Created at: 2014-01-27

Modified at: 2014-11-06

TORQUE notes

TORQUE is a resource manager to provide to processes, a organized way to access a system's resource. In conjunction with Maui, which is a scheduler for the queues, it are the main tools installed in a HPC system. This page will show you basics about TORQUE installation and configuration.

TORQUE

Maui

There are some proprietary alternatives like PBS Professional, that joins both a resource manager and a scheduler and Moab from Adaptive Computing, which is another HPC suite. Those are not covered here.

PBS Professional

Moab

Adaptive Computing

Overview

(2014-02-21)

You can get an overview of TORQUE in the TORQUE architecture page of the TORQUE Administration Guide, but in summary it is as follows:

TORQUE architecture

TORQUE Administration Guide

For a successful TORQUE installation, four daemons should be running:

trqauthd: The daemon that clients connect to (using TORQUE commands like qsub, qdel, qstat, etc. It then authorizes connections to pbs_server. See more information on the "Configuring trqauthd for client commands" linked below. It opens a UNIX Domain Socket in /tmp/trqauthd-unix.
pbs_server: The daemon that gets in touch with pbs_mom (in nodes) to run new jobs. Default listen to port 15001.
pbs_mom: Responsible for running jobs in nodes. Communicates with pbs_server. Default listen to ports 15002 and 15003.
pbs_sched: Basic scheduler that is called by pbs_server in a period of time see scheduler_iteration setting in the pbs_server_attributes(7) man page. pbs_sched is a very simple scheduler and is usually replaced by Maui. Schedulers default configuration listen to port 15004.

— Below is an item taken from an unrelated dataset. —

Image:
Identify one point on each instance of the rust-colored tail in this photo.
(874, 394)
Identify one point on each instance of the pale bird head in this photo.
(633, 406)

Configuring trqauthd for client commands

UNIX Domain Socket

pbs_server_attributes(7)

The following diagram is a summary of the communication between daemons and user programs::

    master node
    ........................................
    :                                      :
    :   +--------------------+             :
    :   |    user commands   |             :
    :   | (qsub, qdel, etc.) |             :
    :   +--------------------+             :
    :             ^                        :
    :             |                        :
    :             v                        :
    :        +----------+                  :
    :        | trqauthd |                  :
    :        +----------+                  :
    :             ^                        :
    :             |                        :
    :             v                        :
    :       +------------+   +-----------+ :
    :       | pbs_server |<->| pbs_sched | :
    :       +------------+   +-----------+ :
    :             ^                        :
    :             |                        :
    :......................................:
                  |
                  |
    slave nodes   |
    ..............................
    :             |              :
    :             v              :
    :       +------------+       :
    :       |   pbs_mom  |       :
    :       +------------+       :
    :                            :
    :............................:

Here, "master node" is the computer that has TORQUE administraton tools installed and that makes all the work of enqueing jobs, running the scheduler, allocation of resources, etc. Normally it is not used for processing jobs. "slave nodes" are the nodes used to run processing jobs. Each "slave node" runs a instance of pbs_mom. Both kind of nodes can be ran in one computer (so, therefore running all daemons in just one computer).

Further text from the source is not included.